Qu'en est-il des outils spécifiques pour les MRE, comme l'a recommandé instamment le Souverain dans son discours du Trône du 30 juillet dernier ? Les transferts de cette communauté, de 93 MMDH en 2021, vont dépasser les 100 MMDH en 2022, selon les prévisions actuelles (Bank Al-Maghrib, Office des changes). Mais 90% de ces transferts ne sont pas orientés vers l'investissement; pour les 10% orientés dans ce secteur, seuls 2% d'entre eux visent les investissements productifs. Que faire pour corriger cette situation ? Il est prévu une cellule spécialisée dans l'accueil et l'orientation des Marocains du monde, «MDM Desk»; de même, le Fonds de la promotion des investissements MRE, «MDM Invest» est appelé à être redynamisé. Mais quand ?
Confrontation aux réalités
L’heure est à la confrontation aux réalités. Le chef de l'exécutif tient désormais un autre discours. Après l'optimisme voire l'autosatisfaction de son discours à l'Université d'été des jeunes de son parti, le 8 septembre dernier, à Agadir, une autre séquence. Voici quelques jours en effet lors de la séance sur les questions de politique générale, il a fait ce constat en soulignant au passage que son cabinet met en œuvre tous ses engagements de manière concrète : «Les difficultés sont énormes et nous ne savons pas ce qui nous attend». Après une première année de «bachotage» gouvernemental, pourrait-on dire, marquée surtout du sceau d'annonces, ce cabinet est désormais au pied du mur : il ne peut plus invoquer le passif de dix ans d’immobilisme des deux cabinets islamistes du PJD; il n'est plus fondé à invoquer cet argument; il est tenu à lancer et à dynamiser les réformes promises qui d’ailleurs sont incontournables. Le veut-il ? Il le déclare et l'on peut lui faire crédit; mais le peut-il tant il est vrai qu'il y a des prérequis à réunir pour espérer avoir des résultats à terme.

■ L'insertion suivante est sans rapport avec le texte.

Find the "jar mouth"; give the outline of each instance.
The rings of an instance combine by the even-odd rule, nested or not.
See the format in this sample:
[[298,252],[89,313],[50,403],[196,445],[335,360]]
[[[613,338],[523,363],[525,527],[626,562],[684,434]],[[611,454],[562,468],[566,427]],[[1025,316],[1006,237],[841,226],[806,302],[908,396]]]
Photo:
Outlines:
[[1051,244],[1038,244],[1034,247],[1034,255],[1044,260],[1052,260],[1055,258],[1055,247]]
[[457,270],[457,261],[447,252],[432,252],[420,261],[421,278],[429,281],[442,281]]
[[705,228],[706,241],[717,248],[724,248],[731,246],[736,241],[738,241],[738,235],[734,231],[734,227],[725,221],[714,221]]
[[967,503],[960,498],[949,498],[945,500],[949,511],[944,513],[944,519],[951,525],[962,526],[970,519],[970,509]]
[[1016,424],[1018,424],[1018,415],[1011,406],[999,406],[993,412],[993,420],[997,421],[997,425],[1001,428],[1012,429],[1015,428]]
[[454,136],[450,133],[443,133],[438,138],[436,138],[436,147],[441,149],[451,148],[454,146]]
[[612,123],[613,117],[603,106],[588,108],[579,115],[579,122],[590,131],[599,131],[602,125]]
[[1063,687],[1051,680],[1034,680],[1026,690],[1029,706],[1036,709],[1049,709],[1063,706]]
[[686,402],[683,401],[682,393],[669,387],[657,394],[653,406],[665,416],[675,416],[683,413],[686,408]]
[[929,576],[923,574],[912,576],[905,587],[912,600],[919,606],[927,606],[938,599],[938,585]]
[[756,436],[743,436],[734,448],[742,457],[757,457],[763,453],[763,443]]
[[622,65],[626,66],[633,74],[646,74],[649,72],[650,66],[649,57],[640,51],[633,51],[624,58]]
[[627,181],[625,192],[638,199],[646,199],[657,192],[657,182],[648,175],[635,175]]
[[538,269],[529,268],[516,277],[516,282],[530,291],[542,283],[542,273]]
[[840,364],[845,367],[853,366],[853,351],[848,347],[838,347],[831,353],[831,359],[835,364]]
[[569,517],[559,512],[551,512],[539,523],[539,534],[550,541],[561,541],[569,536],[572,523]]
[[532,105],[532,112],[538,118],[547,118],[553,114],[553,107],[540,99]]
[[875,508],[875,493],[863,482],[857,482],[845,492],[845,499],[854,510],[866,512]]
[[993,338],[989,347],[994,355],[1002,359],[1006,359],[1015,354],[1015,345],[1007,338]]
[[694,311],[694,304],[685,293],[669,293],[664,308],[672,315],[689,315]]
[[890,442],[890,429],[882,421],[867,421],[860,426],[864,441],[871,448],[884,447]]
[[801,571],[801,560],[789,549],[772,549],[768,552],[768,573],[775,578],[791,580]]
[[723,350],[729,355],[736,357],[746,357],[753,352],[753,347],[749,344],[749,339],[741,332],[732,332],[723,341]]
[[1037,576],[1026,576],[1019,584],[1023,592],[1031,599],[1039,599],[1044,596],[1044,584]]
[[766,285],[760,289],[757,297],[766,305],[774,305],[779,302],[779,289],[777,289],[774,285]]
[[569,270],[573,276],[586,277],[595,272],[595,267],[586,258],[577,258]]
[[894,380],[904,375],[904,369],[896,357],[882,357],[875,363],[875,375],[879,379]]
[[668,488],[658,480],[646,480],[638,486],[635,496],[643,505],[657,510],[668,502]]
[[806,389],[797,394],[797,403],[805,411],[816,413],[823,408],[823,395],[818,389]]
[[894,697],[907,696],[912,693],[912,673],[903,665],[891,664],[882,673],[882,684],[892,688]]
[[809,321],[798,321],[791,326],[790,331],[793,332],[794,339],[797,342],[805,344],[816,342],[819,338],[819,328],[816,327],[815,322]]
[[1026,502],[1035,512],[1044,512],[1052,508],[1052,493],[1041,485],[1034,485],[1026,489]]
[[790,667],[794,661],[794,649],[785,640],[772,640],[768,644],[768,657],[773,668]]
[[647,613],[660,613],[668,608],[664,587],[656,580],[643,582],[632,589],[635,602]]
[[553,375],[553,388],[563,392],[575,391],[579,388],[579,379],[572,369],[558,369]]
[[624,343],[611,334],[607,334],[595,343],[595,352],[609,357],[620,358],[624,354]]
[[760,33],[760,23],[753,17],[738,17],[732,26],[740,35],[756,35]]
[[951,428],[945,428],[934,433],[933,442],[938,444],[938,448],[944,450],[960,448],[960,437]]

L'idée d'un Pacte national pour l'investissement est l'une des voies paraissant être une priorité. L'annonce en a été faite par SM le Roi à l'ouverture de la session d'automne du Parlement, le 14 octobre courant. Un double objectif d'ici 2026 : 550 MMDH d'investissement et création de 500.00 emplois. Une forte ambition; elle est nécessaire pour galvaniser les énergies et promouvoir toutes les potentialités. Mais avec quels leviers et quelles politiques publiques d'accompagnement et de promotion ? Pour l'heure, au terme du premier semestre 2022, force est de faire ce constat : les défaillances d'entreprises ont progressé de 10% environ, soit plus de 5.600 unités. Un fait conjoncturel compensé cependant par le bon rythme de croissance des créations d'entreprises, selon une étude d'Inforisk. Le problème regarde surtout les TPME bien fragilisées, notamment par suite de l'allongement des retards de paiement qui frappe celles opérant surtout dans le secteur du commerce, des BTP et de l'immobilier. Dans cette même ligne, les statistiques monétaires de Bank Al-Maghrib publiées à la fin juillet enregistrent une hausse des impayés de 6,4% à hauteur de 88,85 MMDH, soit une augmentation de 5,3 MMDH.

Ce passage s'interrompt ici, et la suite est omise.